第25話 幼馴染は森の中で罠にはまる

 空を飛んでいたカマキリは少しずつ高度を下げて行き、とうとう森の中に入ってしまった。


 これはまずい。あんな深い森の中でヨッコラ先生とカマキリを見つけるのは相当大変なことになりそうだ。ルフラースが走るペースを上げて先頭に躍り出る。


「あの辺りは確か、ソシナの塔に向かう入り口があった筈だよ。もしかしたらその近くにある小屋に隠れたのかもしれないね。行ってみよう!」


「わ、わかった! パティ、はぐれるなよ!」


「うん! 頑張るっ」


 とにかく森の中に入ってみると、中にはやっぱりスライムとかデッカい蜂とかいろんなモンスターが現れやがったが、そこは勇者と賢者がいるのでさほど問題はない。適当に蹴散らしただけで後は逃げて行くばかりだ。それにしても、まさかこんな所からでもソシナの塔にいけるなんて意外だった。

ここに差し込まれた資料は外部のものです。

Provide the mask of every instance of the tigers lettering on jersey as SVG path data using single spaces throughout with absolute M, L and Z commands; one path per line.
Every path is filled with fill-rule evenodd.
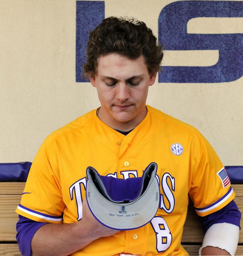
M 131 174 L 134 175 L 135 178 L 138 178 L 138 177 L 137 171 L 120 171 L 120 173 L 123 176 L 124 179 L 125 180 L 131 178 L 130 176 Z M 116 175 L 115 173 L 116 174 Z M 112 177 L 114 177 L 114 178 L 117 178 L 117 172 L 114 172 L 114 174 L 109 173 L 107 174 L 106 176 L 111 176 Z M 157 174 L 156 174 L 156 178 L 157 180 L 158 179 L 159 180 L 159 178 Z M 170 181 L 172 186 L 171 189 L 168 184 L 167 178 Z M 85 190 L 86 190 L 87 181 L 87 177 L 85 177 L 75 182 L 69 188 L 71 200 L 72 200 L 74 197 L 75 198 L 78 212 L 77 220 L 78 221 L 80 220 L 82 218 L 82 198 L 84 198 L 83 195 L 82 195 L 81 186 L 83 186 Z M 175 178 L 172 177 L 169 173 L 165 173 L 162 178 L 161 184 L 162 184 L 162 187 L 163 193 L 161 194 L 160 196 L 161 198 L 160 208 L 161 210 L 164 211 L 167 213 L 170 213 L 172 212 L 174 209 L 175 203 L 175 197 L 172 192 L 172 191 L 175 192 Z M 164 201 L 164 198 L 166 199 L 169 204 L 169 206 L 168 209 L 167 209 L 165 206 Z
M 197 130 L 147 106 L 145 119 L 126 136 L 103 123 L 96 109 L 50 134 L 33 162 L 16 212 L 41 222 L 78 221 L 82 217 L 87 166 L 93 166 L 101 175 L 133 179 L 142 177 L 144 168 L 154 162 L 160 202 L 150 223 L 95 240 L 74 255 L 146 255 L 165 251 L 166 255 L 176 251 L 186 255 L 181 241 L 188 196 L 198 215 L 204 216 L 222 209 L 235 194 L 230 185 L 223 187 L 223 181 L 228 182 L 223 172 L 221 178 L 217 173 L 223 171 L 223 165 Z M 117 141 L 123 147 L 118 147 Z M 171 148 L 175 143 L 176 154 Z M 134 233 L 139 237 L 136 241 Z M 101 243 L 105 253 L 99 250 Z

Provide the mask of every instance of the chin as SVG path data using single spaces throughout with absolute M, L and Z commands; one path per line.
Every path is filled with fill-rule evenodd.
M 114 115 L 113 118 L 116 121 L 121 123 L 128 122 L 133 119 L 133 117 L 131 115 L 128 115 L 127 113 L 119 115 Z

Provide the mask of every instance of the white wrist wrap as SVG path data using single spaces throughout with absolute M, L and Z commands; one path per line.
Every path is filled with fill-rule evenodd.
M 229 223 L 216 223 L 211 226 L 205 234 L 199 255 L 207 246 L 218 247 L 235 255 L 238 244 L 240 228 Z

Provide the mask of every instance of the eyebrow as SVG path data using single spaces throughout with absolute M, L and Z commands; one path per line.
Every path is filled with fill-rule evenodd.
M 136 79 L 137 78 L 140 78 L 141 76 L 142 76 L 143 75 L 143 74 L 141 74 L 141 75 L 134 75 L 133 76 L 132 76 L 131 77 L 128 78 L 126 80 L 126 81 L 128 81 L 129 80 L 132 80 L 132 79 Z M 106 78 L 108 79 L 110 79 L 111 80 L 117 81 L 117 79 L 114 77 L 112 77 L 111 76 L 106 76 L 102 75 L 101 77 L 103 78 Z

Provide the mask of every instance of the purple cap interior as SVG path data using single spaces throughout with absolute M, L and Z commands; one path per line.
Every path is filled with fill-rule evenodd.
M 136 199 L 143 188 L 143 177 L 126 180 L 99 175 L 110 198 L 116 201 L 130 201 Z

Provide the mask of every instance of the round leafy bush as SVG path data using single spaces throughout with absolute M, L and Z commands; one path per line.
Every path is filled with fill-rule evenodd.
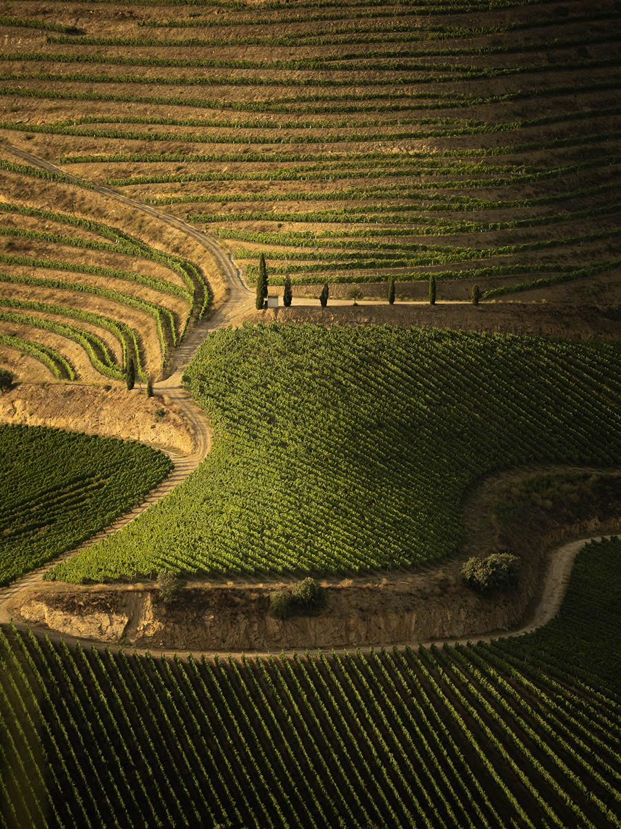
M 301 604 L 305 608 L 315 608 L 320 604 L 323 593 L 323 588 L 310 576 L 308 579 L 299 581 L 291 588 L 291 596 L 298 604 Z
M 159 599 L 164 604 L 171 604 L 181 594 L 184 582 L 171 570 L 161 570 L 157 574 L 157 590 Z
M 473 590 L 492 593 L 518 584 L 520 560 L 509 553 L 492 553 L 484 559 L 469 559 L 461 570 L 464 580 Z

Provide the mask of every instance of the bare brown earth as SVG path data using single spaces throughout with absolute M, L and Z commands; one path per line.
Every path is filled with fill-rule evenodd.
M 266 322 L 321 322 L 324 325 L 398 325 L 453 328 L 531 337 L 571 339 L 621 338 L 621 320 L 598 306 L 547 303 L 444 302 L 407 304 L 292 305 L 249 313 L 247 319 Z
M 315 616 L 281 621 L 270 615 L 270 594 L 291 587 L 291 579 L 192 580 L 171 606 L 158 601 L 152 581 L 79 588 L 39 583 L 6 602 L 2 620 L 138 647 L 224 652 L 413 644 L 507 631 L 550 611 L 551 587 L 543 585 L 546 571 L 561 566 L 553 552 L 559 543 L 621 526 L 621 475 L 585 470 L 591 478 L 573 513 L 529 505 L 509 522 L 489 516 L 521 482 L 581 471 L 532 468 L 487 479 L 465 503 L 466 541 L 460 555 L 413 573 L 323 579 L 325 606 Z M 470 555 L 500 546 L 521 558 L 518 589 L 481 597 L 464 585 L 461 567 Z M 557 580 L 552 586 L 560 601 Z
M 137 387 L 20 383 L 0 395 L 0 423 L 140 440 L 181 454 L 194 448 L 191 427 L 170 397 L 148 398 Z

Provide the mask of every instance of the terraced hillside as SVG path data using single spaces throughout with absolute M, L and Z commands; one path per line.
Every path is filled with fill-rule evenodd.
M 131 361 L 138 380 L 158 377 L 209 303 L 201 269 L 170 234 L 145 241 L 156 225 L 137 211 L 10 158 L 0 157 L 2 365 L 20 379 L 105 382 Z
M 613 0 L 2 7 L 2 138 L 207 228 L 251 279 L 262 251 L 298 296 L 434 273 L 440 298 L 618 302 Z
M 185 483 L 47 576 L 416 568 L 496 469 L 617 468 L 617 343 L 390 327 L 212 332 L 184 376 L 215 441 Z
M 617 827 L 620 562 L 586 546 L 540 632 L 418 652 L 158 659 L 0 630 L 2 824 Z

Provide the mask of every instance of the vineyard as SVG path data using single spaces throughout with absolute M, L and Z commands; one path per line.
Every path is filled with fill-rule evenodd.
M 0 162 L 5 196 L 15 199 L 0 203 L 3 364 L 31 379 L 32 368 L 17 351 L 58 380 L 123 381 L 130 361 L 139 381 L 157 377 L 190 319 L 202 318 L 209 306 L 202 271 L 97 221 L 93 216 L 102 207 L 90 196 L 76 210 L 79 188 L 40 174 Z M 49 209 L 65 200 L 66 211 Z
M 0 585 L 95 535 L 170 472 L 147 446 L 0 425 Z
M 468 647 L 236 662 L 0 631 L 2 824 L 618 827 L 620 563 L 586 545 L 557 619 Z
M 4 0 L 0 829 L 621 829 L 620 7 Z
M 277 323 L 210 334 L 185 375 L 201 466 L 46 577 L 416 568 L 455 552 L 495 469 L 614 467 L 617 343 Z
M 251 281 L 264 253 L 298 295 L 434 274 L 452 298 L 614 301 L 612 0 L 3 8 L 0 135 L 206 229 Z

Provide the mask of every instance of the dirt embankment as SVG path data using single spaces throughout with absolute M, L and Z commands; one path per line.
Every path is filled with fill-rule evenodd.
M 455 303 L 436 305 L 291 306 L 258 311 L 251 322 L 397 325 L 570 339 L 621 339 L 621 320 L 596 306 Z
M 465 505 L 473 516 L 466 521 L 469 543 L 460 555 L 414 573 L 325 579 L 325 606 L 315 616 L 281 621 L 270 615 L 272 591 L 291 586 L 283 580 L 195 581 L 170 606 L 158 601 L 152 582 L 79 589 L 51 583 L 22 592 L 4 610 L 16 622 L 65 635 L 167 650 L 278 652 L 474 639 L 528 620 L 545 600 L 540 591 L 549 550 L 621 526 L 621 475 L 587 473 L 568 491 L 564 479 L 551 480 L 548 488 L 559 493 L 551 507 L 549 497 L 537 494 L 541 487 L 532 496 L 532 470 L 514 471 L 473 493 Z M 484 598 L 465 588 L 465 559 L 498 549 L 522 560 L 518 589 Z
M 166 395 L 149 398 L 137 388 L 20 383 L 0 395 L 0 423 L 140 440 L 183 455 L 195 443 L 191 426 Z

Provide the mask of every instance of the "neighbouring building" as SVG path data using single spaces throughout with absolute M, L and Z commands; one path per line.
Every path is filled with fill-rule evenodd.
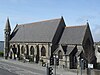
M 32 62 L 48 62 L 55 55 L 59 66 L 77 68 L 96 63 L 94 42 L 89 24 L 66 26 L 63 17 L 46 21 L 16 25 L 11 33 L 7 19 L 5 27 L 5 58 L 29 59 Z M 50 63 L 50 61 L 49 61 Z
M 100 42 L 95 42 L 95 55 L 97 57 L 97 63 L 100 63 Z

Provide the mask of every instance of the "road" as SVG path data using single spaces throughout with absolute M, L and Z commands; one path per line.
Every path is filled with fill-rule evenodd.
M 17 75 L 17 74 L 9 72 L 8 70 L 0 68 L 0 75 Z
M 4 61 L 0 61 L 0 67 L 5 70 L 8 70 L 11 73 L 15 73 L 18 75 L 45 75 L 46 74 L 45 71 L 42 70 L 25 67 L 21 64 L 18 65 L 18 64 L 8 63 Z

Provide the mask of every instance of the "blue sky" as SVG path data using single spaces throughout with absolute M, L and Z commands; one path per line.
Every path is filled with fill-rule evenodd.
M 0 0 L 0 40 L 6 18 L 16 24 L 64 17 L 67 26 L 90 24 L 94 41 L 100 41 L 100 0 Z

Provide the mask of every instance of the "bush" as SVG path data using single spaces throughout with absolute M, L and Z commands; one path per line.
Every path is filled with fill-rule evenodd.
M 96 69 L 99 69 L 100 70 L 100 63 L 97 63 L 96 64 Z
M 3 57 L 4 53 L 2 51 L 0 51 L 0 57 Z

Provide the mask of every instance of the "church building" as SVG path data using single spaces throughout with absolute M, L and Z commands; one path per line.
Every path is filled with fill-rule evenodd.
M 87 67 L 95 66 L 94 42 L 89 23 L 67 26 L 63 17 L 16 25 L 11 32 L 7 19 L 5 31 L 5 59 L 28 59 L 30 62 L 51 63 L 54 56 L 59 65 L 70 69 L 77 68 L 80 61 Z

 いろんなことを思い出しながら走っていると、僕の足元にピン! という変な感触が走る。あれ? 今のってもしかして、とか考えてる暇もなかったね。


「きゃあっ!」


「あ! 勇者殿ぉ!」と珍しいルフラースの大声。


 パティが蜘蛛の巣みたいなヒモに巻きつかれたまま木の上でブランブラン揺れていた。さっきのは罠だったわけか。


「パ、パティ! 今助けるぞ」


「アキト! こっち見ないでー」


「え? なんで……はう!」


 そういえばパティは白いワンピースのままだったわけだが。つまりこの下からのアングルでパンツが見えてしまうのではないかという警戒心が働いているらしい。こんな格好で森なんて来るもんじゃないな。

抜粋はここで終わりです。